Shares of American Airlines parent AMR Corp soared as much as 25 percent on Thursday after the company said it had raised $2.9 billion in troubled credit markets and would shift flying to more profitable routes.
The shares were up $1.48, or 20 percent, at $8.83 in afternoon trading on the New York Stock Exchange as investors noted the improving cash position and the No. 2 U.S. airline's improved outlook for growth.
In a letter to employees, AMR Chief Executive Gerard Arpey said the company's ability to raise money in troubled capital markets is a vote of confidence from lenders, but he expressed caution as the company attempts to find its way out of an economic downturn.
It certainly has been important to investors that we have a track record of paying people back when we borrow money from them, Arpey said. But the fact is, we cannot borrow our way to prosperity.

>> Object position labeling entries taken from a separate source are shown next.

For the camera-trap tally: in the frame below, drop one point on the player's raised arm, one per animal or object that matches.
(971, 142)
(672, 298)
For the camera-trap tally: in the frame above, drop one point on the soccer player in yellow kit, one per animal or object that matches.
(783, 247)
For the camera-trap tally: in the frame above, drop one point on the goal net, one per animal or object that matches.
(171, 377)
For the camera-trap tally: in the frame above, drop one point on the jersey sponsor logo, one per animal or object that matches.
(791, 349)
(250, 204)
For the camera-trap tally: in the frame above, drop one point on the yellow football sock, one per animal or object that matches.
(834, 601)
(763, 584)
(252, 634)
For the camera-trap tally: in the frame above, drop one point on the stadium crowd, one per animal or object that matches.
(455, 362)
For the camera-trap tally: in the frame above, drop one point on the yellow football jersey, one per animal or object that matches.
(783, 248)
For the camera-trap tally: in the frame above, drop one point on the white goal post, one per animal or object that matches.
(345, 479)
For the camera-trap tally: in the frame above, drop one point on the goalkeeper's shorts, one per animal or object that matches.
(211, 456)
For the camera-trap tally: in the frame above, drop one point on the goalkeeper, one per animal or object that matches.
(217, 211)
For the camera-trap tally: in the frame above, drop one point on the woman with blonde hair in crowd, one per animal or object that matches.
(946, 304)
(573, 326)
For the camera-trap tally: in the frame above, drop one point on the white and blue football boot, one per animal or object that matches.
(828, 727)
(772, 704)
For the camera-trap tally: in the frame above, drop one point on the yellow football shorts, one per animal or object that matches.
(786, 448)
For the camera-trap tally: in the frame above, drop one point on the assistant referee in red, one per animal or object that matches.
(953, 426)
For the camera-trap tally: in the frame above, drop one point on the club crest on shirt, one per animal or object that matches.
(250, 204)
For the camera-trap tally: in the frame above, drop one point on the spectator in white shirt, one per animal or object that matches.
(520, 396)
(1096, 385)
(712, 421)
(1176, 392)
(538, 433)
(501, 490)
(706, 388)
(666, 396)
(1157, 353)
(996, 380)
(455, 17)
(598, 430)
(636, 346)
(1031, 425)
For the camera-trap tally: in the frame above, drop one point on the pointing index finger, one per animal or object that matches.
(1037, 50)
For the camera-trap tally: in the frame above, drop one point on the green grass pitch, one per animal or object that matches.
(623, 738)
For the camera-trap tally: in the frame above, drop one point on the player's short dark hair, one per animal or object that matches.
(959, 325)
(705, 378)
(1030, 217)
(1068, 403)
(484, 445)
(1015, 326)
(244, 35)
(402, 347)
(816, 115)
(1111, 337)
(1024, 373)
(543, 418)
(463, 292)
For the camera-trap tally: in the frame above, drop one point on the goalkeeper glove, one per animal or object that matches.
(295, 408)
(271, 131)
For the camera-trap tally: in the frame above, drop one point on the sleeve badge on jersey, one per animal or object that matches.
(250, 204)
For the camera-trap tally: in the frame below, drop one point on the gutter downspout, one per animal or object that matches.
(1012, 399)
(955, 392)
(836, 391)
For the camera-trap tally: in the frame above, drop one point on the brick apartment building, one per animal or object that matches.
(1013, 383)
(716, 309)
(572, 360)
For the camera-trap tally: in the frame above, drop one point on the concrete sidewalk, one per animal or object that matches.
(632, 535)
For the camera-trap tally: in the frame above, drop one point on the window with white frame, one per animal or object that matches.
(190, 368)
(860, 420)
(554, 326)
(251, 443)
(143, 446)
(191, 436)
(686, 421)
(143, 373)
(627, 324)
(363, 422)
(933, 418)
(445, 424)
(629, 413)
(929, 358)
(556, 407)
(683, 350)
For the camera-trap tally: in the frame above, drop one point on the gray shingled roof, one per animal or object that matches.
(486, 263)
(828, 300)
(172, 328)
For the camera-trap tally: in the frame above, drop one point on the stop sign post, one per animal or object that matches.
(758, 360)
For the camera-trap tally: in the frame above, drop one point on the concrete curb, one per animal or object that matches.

We have to keep working toward sustained profitability because in the end, that alone will ensure our long term future, he said. Moreover, the bar we must get over just got higher, since the additional debt we have taken on will mean higher interest expenses going forward.
The $2.9 billion, which includes cash and financing, will help AMR meet some of its debt commitments. The capacity shift to U.S. hubs may reflect the beginnings of demand stabilization after weakness this year amid economic recession.
The gain in the shares outpaced the Amex airline index <.XAL>, which was up 2.44 percent amid signs that travel demand, especially demand for premium services, may be picking up. The airline index is up 26 percent so far in September, making it the best month since July 2008, when the index rose 31 percent.
AMR shares rose largely due to the increased cash position, said Basili Alukos, an airline analyst at Morningstar.
While they were one of the stronger airlines from a cash position, they do have looming debt commitments coming up, he said. He noted, in particular, AMR's obligation to fund its employee pensions -- an obligation many airlines do not have.
I'm always surprised to see that institutions continue loaning airlines money, Alukos said.
The $2.9 billion includes $1 billion from the advance sale of frequent flyer miles to Citigroup Inc and $280 million cash under a loan accord from GE Capital Aviation Services , secured by owned planes.
AMR also got $1.6 billion in sale-leaseback financing commitments from GE for Boeing Co planes it had previously ordered.
On Wednesday, United Airlines parent UAL Corp said it has liquidity initiatives planned for this year. Alukos said he expects US Airways Group to pursue a similar course.
Also on Thursday, AMR said its American Eagle regional partner has signed a letter of intent with Bombardier Inc to exercise options to buy 22 additional aircraft for delivery beginning in mid-2010.
CAPACITY SHIFTS TO HUBS
AMR said it would reallocate service to its hubs in Dallas/Fort Worth, Chicago, Miami and New York. The bulk of the shift will impact Chicago, where AMR said it would add 57 daily flights at O'Hare International Airport to the summer 2010 schedule from winter 2009/2010.
St. Louis will suffer the deepest service cuts, with 46 daily departures being eliminated.
U.S. airlines have been downsizing since last year, struggling to match supply with falling demand. AMR has trimmed its consolidated capacity -- which includes that of regional partners -- 11 percent for the 2009 schedule compared with 2007.
But as signs of stability in travel demand return, AMR sees a slight increase in its consolidated capacity next year.
With fairly significant capacity reductions over the last two years, we are now looking at a 2010 vs 2009 capacity increase of about 1 percent, said Virasb Vahidi, AMR's senior vice president of planning.
He said the bulk of that increase reflects a 2.5 percent jump in international capacity as AMR begins service from Chicago to Beijing.